Individuals with kidney failure and those who have received a kidney transplant are especially vulnerable to COVID-19 and are thought to have a higher risk of dying from it than adults in the general population. Although most of this evidence comes from small studies, a recent extensive analysis supports these findings.
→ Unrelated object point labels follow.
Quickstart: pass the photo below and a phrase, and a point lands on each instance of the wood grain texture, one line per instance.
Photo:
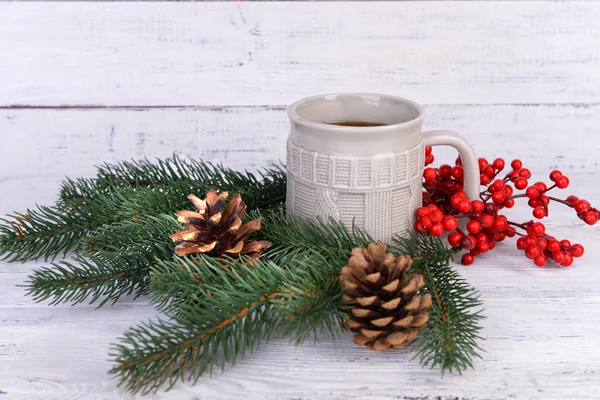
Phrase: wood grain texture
(71, 142)
(542, 337)
(171, 54)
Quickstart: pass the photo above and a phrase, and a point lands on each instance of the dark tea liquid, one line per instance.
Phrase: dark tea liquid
(356, 123)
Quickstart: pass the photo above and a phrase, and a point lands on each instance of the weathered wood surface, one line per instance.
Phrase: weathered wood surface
(253, 53)
(81, 84)
(542, 336)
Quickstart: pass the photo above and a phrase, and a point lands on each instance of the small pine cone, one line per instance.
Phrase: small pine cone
(217, 233)
(388, 312)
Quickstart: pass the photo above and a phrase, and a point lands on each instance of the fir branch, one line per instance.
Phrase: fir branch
(49, 231)
(219, 309)
(116, 262)
(450, 338)
(263, 191)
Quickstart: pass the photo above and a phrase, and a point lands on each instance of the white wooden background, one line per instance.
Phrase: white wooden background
(84, 83)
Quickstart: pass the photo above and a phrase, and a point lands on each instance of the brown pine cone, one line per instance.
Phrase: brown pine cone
(217, 233)
(388, 312)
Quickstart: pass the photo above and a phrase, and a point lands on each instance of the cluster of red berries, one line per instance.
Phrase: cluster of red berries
(445, 204)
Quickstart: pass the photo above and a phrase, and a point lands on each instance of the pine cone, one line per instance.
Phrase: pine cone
(388, 312)
(217, 233)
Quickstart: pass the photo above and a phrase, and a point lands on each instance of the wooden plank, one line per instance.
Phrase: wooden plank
(70, 142)
(541, 339)
(171, 54)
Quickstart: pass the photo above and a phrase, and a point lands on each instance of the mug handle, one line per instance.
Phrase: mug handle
(467, 155)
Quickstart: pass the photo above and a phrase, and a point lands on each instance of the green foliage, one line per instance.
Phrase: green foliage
(125, 190)
(450, 338)
(114, 261)
(119, 224)
(218, 310)
(49, 232)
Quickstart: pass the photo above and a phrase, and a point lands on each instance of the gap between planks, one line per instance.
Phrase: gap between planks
(261, 106)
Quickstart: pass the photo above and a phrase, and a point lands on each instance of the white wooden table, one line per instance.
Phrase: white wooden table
(84, 83)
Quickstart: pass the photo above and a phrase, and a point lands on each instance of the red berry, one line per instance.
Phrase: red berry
(555, 174)
(572, 200)
(467, 259)
(539, 212)
(457, 172)
(474, 226)
(426, 222)
(582, 206)
(483, 247)
(477, 205)
(489, 170)
(464, 206)
(520, 183)
(568, 261)
(565, 243)
(429, 174)
(433, 207)
(542, 243)
(437, 229)
(532, 192)
(500, 224)
(577, 250)
(553, 246)
(468, 242)
(445, 171)
(498, 164)
(530, 240)
(540, 260)
(490, 208)
(537, 228)
(450, 223)
(436, 216)
(423, 212)
(488, 220)
(525, 173)
(454, 239)
(498, 184)
(559, 257)
(498, 197)
(482, 163)
(590, 217)
(510, 203)
(535, 203)
(532, 252)
(455, 201)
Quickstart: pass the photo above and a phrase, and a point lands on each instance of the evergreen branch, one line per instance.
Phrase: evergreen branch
(220, 308)
(267, 190)
(49, 231)
(450, 338)
(116, 262)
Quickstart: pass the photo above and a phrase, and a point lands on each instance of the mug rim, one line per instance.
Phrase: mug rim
(293, 115)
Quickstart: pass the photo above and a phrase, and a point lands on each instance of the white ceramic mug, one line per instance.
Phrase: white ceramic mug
(367, 176)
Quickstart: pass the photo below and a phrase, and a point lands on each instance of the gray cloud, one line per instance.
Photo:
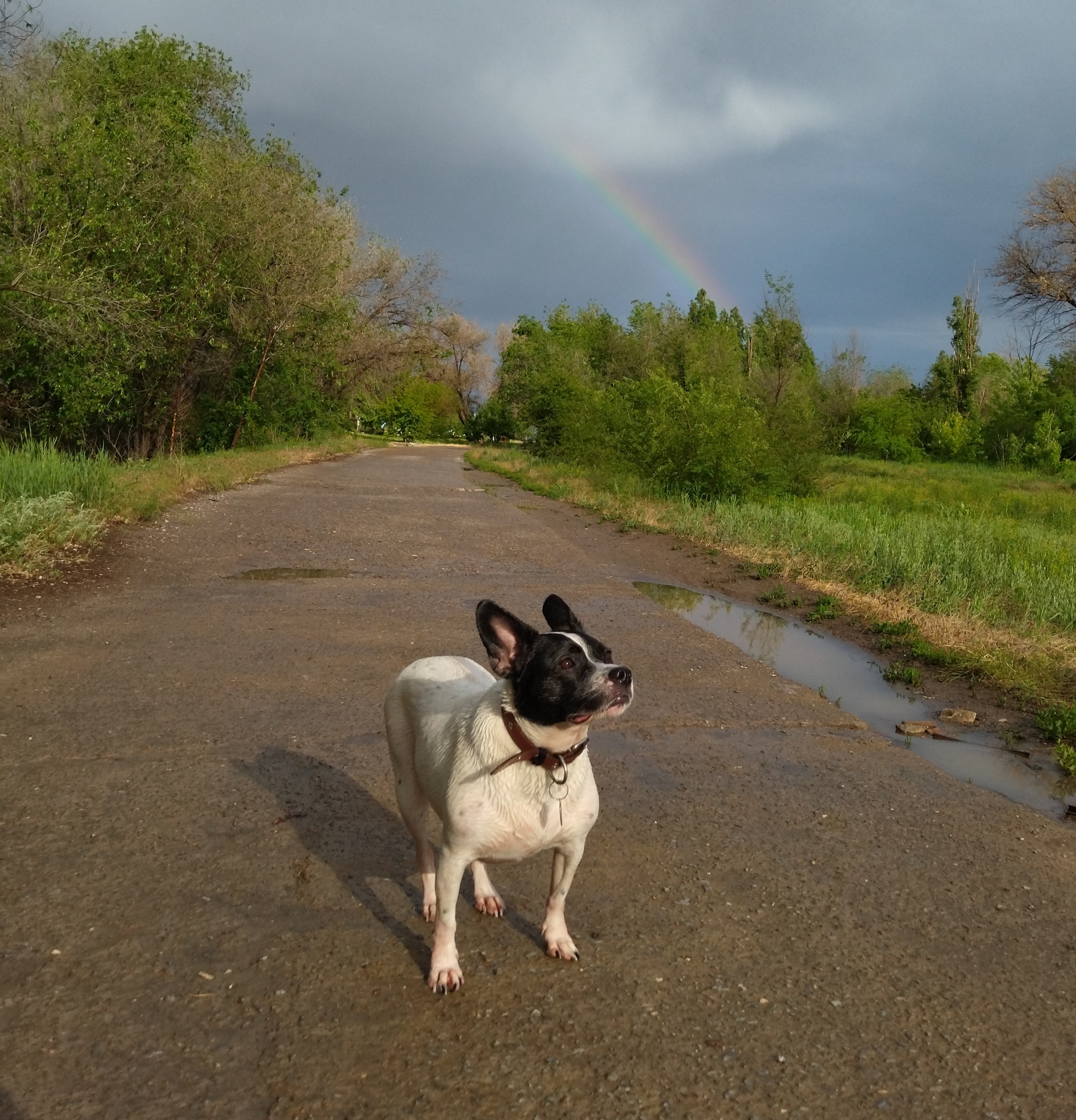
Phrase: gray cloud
(877, 151)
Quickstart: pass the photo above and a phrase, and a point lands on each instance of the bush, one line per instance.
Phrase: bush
(670, 398)
(826, 608)
(887, 427)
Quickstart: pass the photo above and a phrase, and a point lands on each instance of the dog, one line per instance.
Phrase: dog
(456, 735)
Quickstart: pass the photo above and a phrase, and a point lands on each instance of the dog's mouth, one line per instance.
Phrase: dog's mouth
(617, 706)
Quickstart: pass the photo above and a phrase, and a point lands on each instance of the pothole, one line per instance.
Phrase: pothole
(293, 574)
(842, 672)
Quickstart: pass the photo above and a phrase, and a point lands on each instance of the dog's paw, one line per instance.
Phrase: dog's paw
(492, 904)
(446, 979)
(562, 947)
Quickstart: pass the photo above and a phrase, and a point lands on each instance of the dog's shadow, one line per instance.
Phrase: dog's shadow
(352, 833)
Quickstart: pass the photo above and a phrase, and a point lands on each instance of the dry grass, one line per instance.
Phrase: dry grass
(39, 531)
(1032, 659)
(146, 488)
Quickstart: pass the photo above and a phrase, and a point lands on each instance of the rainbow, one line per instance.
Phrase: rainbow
(650, 227)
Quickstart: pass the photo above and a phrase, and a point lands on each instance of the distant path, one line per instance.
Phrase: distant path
(778, 911)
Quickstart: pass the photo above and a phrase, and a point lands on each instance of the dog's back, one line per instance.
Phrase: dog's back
(421, 703)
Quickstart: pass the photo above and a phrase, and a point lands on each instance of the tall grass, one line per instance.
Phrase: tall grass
(48, 501)
(36, 469)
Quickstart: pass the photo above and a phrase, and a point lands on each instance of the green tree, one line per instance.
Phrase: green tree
(954, 378)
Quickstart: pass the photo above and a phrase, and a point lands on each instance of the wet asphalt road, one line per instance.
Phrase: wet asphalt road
(210, 904)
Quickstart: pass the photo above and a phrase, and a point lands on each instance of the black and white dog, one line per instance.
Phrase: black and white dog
(456, 735)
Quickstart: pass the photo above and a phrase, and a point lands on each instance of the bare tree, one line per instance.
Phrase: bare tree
(1038, 261)
(465, 365)
(848, 366)
(18, 24)
(395, 306)
(503, 336)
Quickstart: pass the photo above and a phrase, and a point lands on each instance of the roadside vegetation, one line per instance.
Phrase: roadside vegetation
(172, 284)
(184, 306)
(975, 592)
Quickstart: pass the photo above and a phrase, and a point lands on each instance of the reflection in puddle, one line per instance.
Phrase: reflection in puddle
(293, 574)
(851, 676)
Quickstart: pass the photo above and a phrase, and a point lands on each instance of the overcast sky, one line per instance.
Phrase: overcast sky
(875, 150)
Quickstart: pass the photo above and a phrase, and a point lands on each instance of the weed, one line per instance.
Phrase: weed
(904, 629)
(903, 674)
(929, 654)
(1066, 757)
(779, 597)
(1058, 723)
(826, 608)
(997, 589)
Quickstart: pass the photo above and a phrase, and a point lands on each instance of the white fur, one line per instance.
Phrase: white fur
(446, 734)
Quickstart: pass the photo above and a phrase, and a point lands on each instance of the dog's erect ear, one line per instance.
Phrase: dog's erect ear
(560, 616)
(508, 640)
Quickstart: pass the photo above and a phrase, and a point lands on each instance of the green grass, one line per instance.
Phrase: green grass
(35, 469)
(48, 502)
(1058, 725)
(984, 561)
(954, 488)
(1009, 559)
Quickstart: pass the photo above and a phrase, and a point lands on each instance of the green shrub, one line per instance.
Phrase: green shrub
(779, 597)
(904, 629)
(887, 427)
(1058, 723)
(904, 674)
(1066, 757)
(826, 608)
(929, 654)
(38, 469)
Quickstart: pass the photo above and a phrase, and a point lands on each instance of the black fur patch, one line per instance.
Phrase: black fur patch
(552, 678)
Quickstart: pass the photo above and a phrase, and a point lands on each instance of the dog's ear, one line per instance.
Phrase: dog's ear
(560, 616)
(508, 640)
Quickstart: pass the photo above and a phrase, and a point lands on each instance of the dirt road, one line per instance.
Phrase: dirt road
(210, 901)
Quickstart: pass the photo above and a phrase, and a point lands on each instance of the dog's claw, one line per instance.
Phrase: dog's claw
(564, 949)
(445, 980)
(490, 904)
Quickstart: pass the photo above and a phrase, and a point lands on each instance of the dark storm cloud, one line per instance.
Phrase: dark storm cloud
(878, 152)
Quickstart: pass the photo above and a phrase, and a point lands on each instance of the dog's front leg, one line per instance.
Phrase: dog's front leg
(445, 970)
(558, 942)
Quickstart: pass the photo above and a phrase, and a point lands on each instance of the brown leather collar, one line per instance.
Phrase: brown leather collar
(529, 753)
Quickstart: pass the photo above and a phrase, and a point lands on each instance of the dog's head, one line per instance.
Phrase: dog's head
(562, 677)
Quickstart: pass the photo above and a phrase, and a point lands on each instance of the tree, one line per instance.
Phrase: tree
(466, 369)
(954, 378)
(394, 306)
(18, 24)
(1038, 261)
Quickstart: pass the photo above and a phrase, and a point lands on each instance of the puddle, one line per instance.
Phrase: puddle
(851, 674)
(293, 574)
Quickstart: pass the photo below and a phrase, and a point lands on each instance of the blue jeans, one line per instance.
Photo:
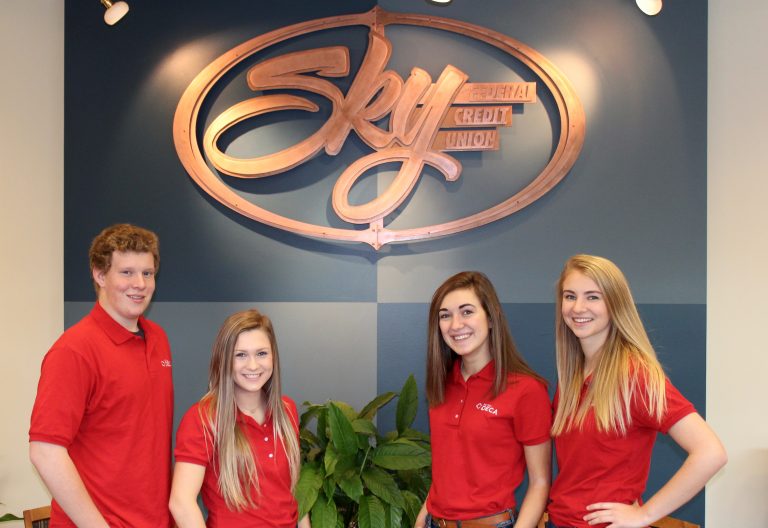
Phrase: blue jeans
(504, 524)
(551, 525)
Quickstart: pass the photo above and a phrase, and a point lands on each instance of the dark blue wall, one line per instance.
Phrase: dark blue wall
(352, 321)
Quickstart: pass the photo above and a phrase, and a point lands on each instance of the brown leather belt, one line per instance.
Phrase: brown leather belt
(480, 522)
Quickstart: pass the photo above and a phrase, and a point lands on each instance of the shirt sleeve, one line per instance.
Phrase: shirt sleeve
(66, 382)
(194, 442)
(533, 412)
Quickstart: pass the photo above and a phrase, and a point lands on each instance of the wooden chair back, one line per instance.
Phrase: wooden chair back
(666, 522)
(37, 517)
(671, 522)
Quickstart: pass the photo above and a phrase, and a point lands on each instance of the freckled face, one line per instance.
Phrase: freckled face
(252, 362)
(464, 324)
(126, 289)
(584, 311)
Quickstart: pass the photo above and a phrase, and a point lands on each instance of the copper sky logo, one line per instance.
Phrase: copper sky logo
(427, 120)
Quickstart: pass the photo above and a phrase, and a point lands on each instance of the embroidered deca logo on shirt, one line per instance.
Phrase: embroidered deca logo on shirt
(487, 407)
(410, 125)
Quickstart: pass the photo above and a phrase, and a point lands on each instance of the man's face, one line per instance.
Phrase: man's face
(126, 289)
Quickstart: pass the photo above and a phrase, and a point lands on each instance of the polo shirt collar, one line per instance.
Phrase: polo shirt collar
(114, 330)
(487, 373)
(244, 419)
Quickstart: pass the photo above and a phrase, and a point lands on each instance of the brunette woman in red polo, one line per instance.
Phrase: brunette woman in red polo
(239, 444)
(489, 414)
(612, 398)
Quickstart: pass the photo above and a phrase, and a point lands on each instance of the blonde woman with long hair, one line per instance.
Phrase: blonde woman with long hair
(612, 399)
(489, 414)
(239, 444)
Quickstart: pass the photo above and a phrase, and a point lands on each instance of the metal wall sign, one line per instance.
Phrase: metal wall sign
(427, 119)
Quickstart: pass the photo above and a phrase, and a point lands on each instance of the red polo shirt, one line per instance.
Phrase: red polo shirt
(477, 442)
(107, 396)
(276, 506)
(607, 467)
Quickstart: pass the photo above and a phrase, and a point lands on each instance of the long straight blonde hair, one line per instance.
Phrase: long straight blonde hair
(504, 353)
(627, 367)
(237, 471)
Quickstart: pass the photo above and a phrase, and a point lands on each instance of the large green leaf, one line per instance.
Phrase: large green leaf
(383, 486)
(415, 481)
(413, 434)
(347, 464)
(313, 410)
(342, 435)
(310, 482)
(371, 513)
(369, 411)
(412, 506)
(330, 460)
(407, 405)
(329, 487)
(346, 408)
(322, 427)
(324, 513)
(364, 426)
(401, 454)
(394, 516)
(352, 486)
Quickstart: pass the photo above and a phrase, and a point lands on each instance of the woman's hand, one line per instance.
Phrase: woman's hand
(617, 515)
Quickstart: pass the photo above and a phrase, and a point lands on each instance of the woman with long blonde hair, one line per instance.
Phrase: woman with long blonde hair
(489, 414)
(239, 444)
(612, 399)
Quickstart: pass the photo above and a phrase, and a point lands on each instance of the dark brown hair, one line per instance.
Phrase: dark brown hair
(440, 357)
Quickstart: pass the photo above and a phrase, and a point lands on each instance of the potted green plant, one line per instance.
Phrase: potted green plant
(354, 476)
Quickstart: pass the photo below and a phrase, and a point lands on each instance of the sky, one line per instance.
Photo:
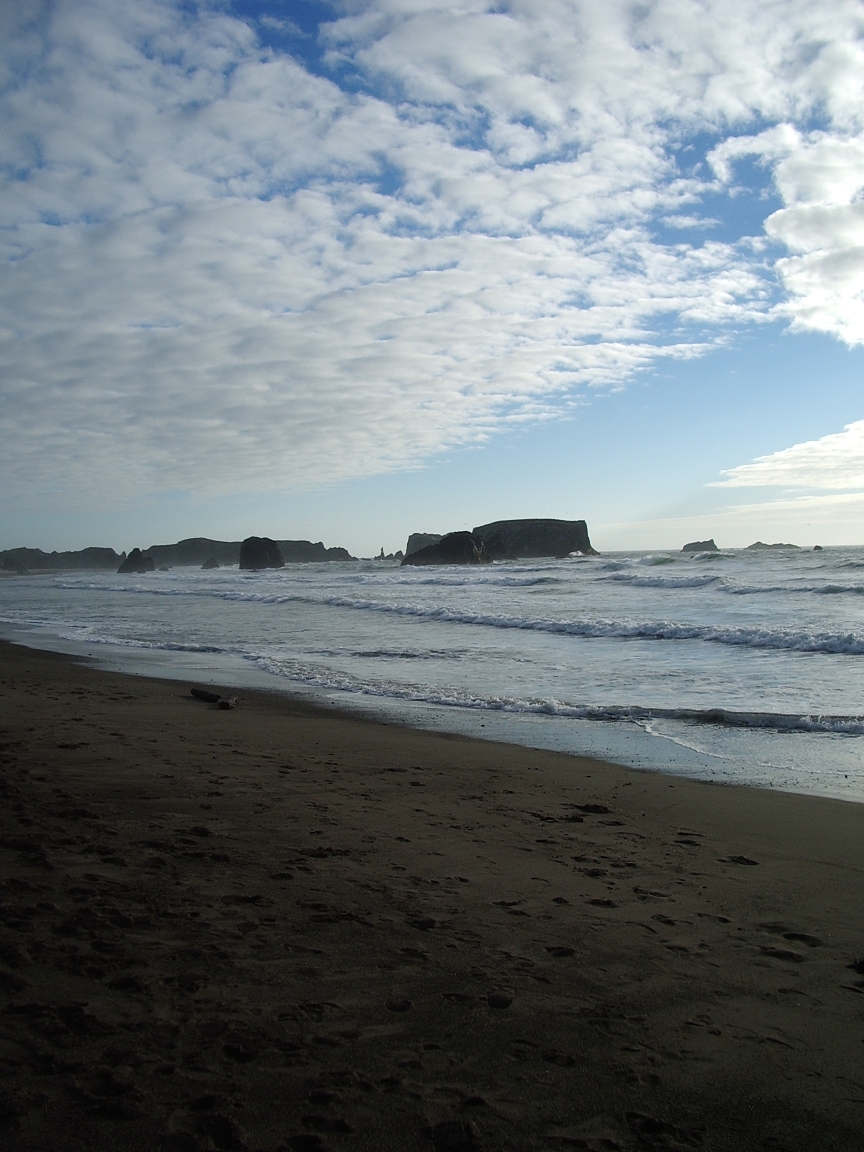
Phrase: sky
(349, 270)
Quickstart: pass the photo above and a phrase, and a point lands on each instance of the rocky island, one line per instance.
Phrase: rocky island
(524, 539)
(454, 548)
(502, 539)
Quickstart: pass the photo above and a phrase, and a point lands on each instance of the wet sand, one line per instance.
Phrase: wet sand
(283, 927)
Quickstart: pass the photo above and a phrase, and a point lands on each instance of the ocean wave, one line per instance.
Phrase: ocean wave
(834, 643)
(333, 680)
(636, 580)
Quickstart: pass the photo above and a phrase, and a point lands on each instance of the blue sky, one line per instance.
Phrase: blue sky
(350, 270)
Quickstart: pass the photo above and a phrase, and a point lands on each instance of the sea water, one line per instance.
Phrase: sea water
(743, 667)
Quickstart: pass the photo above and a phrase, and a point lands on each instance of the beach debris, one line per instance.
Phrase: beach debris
(207, 697)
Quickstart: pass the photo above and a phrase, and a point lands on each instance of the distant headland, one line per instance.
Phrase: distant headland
(196, 552)
(502, 539)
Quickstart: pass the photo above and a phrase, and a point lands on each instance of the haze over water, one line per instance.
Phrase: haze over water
(741, 666)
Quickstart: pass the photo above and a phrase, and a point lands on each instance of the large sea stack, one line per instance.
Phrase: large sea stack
(137, 562)
(515, 539)
(417, 540)
(257, 552)
(454, 548)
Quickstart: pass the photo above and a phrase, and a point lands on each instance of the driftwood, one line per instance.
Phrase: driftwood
(202, 694)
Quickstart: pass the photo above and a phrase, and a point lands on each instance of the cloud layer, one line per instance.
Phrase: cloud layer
(834, 463)
(226, 272)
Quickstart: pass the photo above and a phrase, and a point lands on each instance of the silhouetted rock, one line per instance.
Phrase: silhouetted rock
(195, 552)
(417, 540)
(514, 539)
(454, 548)
(700, 546)
(137, 562)
(257, 552)
(36, 560)
(304, 552)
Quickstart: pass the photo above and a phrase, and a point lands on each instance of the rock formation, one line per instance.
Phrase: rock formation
(417, 540)
(137, 562)
(454, 548)
(700, 546)
(515, 539)
(257, 552)
(304, 552)
(36, 560)
(195, 551)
The analysis appears in an upcoming issue of CJASN.
For the analysis, Sumit Mohan, MD, MPH (Columbia University Irving Medical Center) and his colleagues examined national data on kidney transplant recipients and individuals with kidney failure who are candidates for a kidney transplant.
Among the major findings:
- In 2020, 11% of deaths in patients with kidney failure who were candidates for a kidney transplant were attributed to COVID-19, and these deaths were more likely in individuals who were male, obese, and belonged to racial/ethnic minority groups.
- Nearly 1 in 6 deaths (16%) among transplant recipients in the United States in 2020 was attributed to COVID-19. Recipients who died of COVID-19 were younger, more likely to be obese, 2003 cymbalta had lower educational attainment, and were more likely to belong to racial/ethnic minority groups than those who died of other causes in 2020 or 2019.
- Compared with 2019, there was a 24% higher overall mortality rate in 2020 among patients on the transplant waitlist and a 20% higher rate among kidney transplant recipients.
“This is the first analysis of national level COVID-19–related mortality in transplant recipients and patients waitlisted for a kidney transplant,” said Dr. Mohan. “There was a large increase in deaths among these susceptible individuals, with a disproportionate impact on minorities.”
Study co-authors include Kristen King, MPH, S Ali Husain, MD, MPH, and Jesse Schold, Ph.D.